Insurance Strategies
"Wrap" insurance is one solution condominium developers can
use to fill the insurance void. The owner or general contractor purchases a
project-specific policy to cover the development team, including the general
contractor, subcontractors, and sometimes even the design professionals,
although the latter usually are covered only for bodily injury and property
damage. Wrap insurance policies often are divided into owner-controlled
insurance programs and contractor-controlled insurance programs. OCIPs and
CCIPs for commercial projects generally include workers' compensation and
general liability coverage.
While often more expensive, OCIPs and CCIPs offer advantages over having
each development team member purchase individual insurance coverage. First, by
combining the insurance into one project-
specific policy, the development team can increase its purchasing power
for expanded lines of coverage. A skilled broker can utilize the pooled funds
to buy coverage that the individual development team members may not be able to
obtain on their own.
In addition, placing all of the workers' compensation coverage under one
project-specific policy with no prior loss history may provide premiums lower
than if each team member purchased coverage. By maintaining one policy, the
owner and contractor can ensure that the policy is not canceled or materially
modified as opposed to gathering renewal certificates and endorsements from the
entire development team to assure that the policies remain in effect. Utilizing
OCIPs or CCIPs also allows one insurance company to cover all members of the
development team. With one carrier, claims should be more efficiently managed
and
processed.
While some insurance policies are self-depleting, meaning each dollar
spent defending a claim reduces the policy amount, OCIPs and CCIPs have much
higher policy limits to absorb self-depletion. For instance, if a developer
with a $1 million self-depleting policy is sued and the defense costs are $1
million, no money is left to satisfy any judgments or settlements in the case.

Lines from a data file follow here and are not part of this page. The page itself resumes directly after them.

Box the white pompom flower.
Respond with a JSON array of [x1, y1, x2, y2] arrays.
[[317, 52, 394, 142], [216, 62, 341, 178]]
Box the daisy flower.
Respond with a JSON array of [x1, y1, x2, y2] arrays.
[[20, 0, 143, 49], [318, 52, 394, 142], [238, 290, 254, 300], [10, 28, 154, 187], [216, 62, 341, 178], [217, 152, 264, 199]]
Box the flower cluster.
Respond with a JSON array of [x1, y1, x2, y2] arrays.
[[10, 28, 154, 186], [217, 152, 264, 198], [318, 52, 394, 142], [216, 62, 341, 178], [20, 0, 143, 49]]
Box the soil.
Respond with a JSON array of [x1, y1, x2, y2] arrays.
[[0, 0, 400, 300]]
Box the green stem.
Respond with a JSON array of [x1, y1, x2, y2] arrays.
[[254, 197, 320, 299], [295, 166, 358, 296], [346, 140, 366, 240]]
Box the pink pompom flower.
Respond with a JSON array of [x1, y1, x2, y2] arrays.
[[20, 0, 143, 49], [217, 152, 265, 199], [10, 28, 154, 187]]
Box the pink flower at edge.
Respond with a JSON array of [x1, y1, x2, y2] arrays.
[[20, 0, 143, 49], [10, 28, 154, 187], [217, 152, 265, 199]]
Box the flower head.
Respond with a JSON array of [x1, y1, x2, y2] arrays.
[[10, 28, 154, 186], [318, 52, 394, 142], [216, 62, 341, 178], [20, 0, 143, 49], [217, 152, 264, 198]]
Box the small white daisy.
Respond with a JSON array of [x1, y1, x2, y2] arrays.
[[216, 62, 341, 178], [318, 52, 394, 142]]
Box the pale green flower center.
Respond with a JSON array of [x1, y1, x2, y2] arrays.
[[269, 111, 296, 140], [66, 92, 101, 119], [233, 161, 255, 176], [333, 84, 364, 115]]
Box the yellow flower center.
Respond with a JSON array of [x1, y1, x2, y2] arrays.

However, with a wrap policy, it is typically recommended that defense costs be
handled inside the deductible or self-
insured retention and outside the general liability policy limits to
prevent the limits from being
eroded. For example, a $1 million policy would remain entirely available
to satisfy judgments or settlements if defense costs were handled through
deductibles or self-insured retentions.
Lastly, by maintaining one project-specific policy, the owner or the
contractor can ensure that the OCIP or CCIP is renewed for the entire length of
the statute of limitations or statute of repose for construction defects. If an
OCIP or CCIP is not utilized on a large project, as many as 100 smaller
insurance policies may need to be monitored to ensure that they remain in force
for the entire statute of limitations period. This can be an impossible burden
that may require owners to purchase tail coverage, which is expensive and
difficult to obtain. If tail coverage is purchased, the carrier assures that
the insurance coverage remains in force for a specific number of years. In the
case of claims-made policies, tail coverage extends the time for reporting
events that occurred before the claims-made policy period expired.
Condominium developers, owners, and contractors must explore other
issues before electing to utilize an OCIP or CCIP wrap program, including the
overall insurance costs, the cost of administering an OCIP or CCIP, the
uncovered risks for off-site work, and the use of credits to capture the
amounts that individual development team members would have spent if not for
the existence of the OCIP or CCIP. To capture insurance credits to offset the
OCIP or CCIP costs, the broker should gather detailed insurance cost
information from each contractor, design professional, and subcontractor and
assure that if an OCIP or CCIP is utilized on the project, each covered entity
reduce its contract amount by the cost of each unneeded individual insurance
policy. In addition, many carriers and brokers may offer to return a portion of
the premiums if claims are below a certain threshold for a project. However,
developers should not rely on receiving a return on premiums since construction
defect claims are likely to occur on most condominium projects.
Condominium projects can be very rewarding and lucrative investments for
commercial real estate professionals who know how to manage the risks
associated with them. Developers should consult a qualified construction
attorney and insurance broker to perform a detailed cost/benefit analysis
before engaging in wrap insurance or other risk management strategies.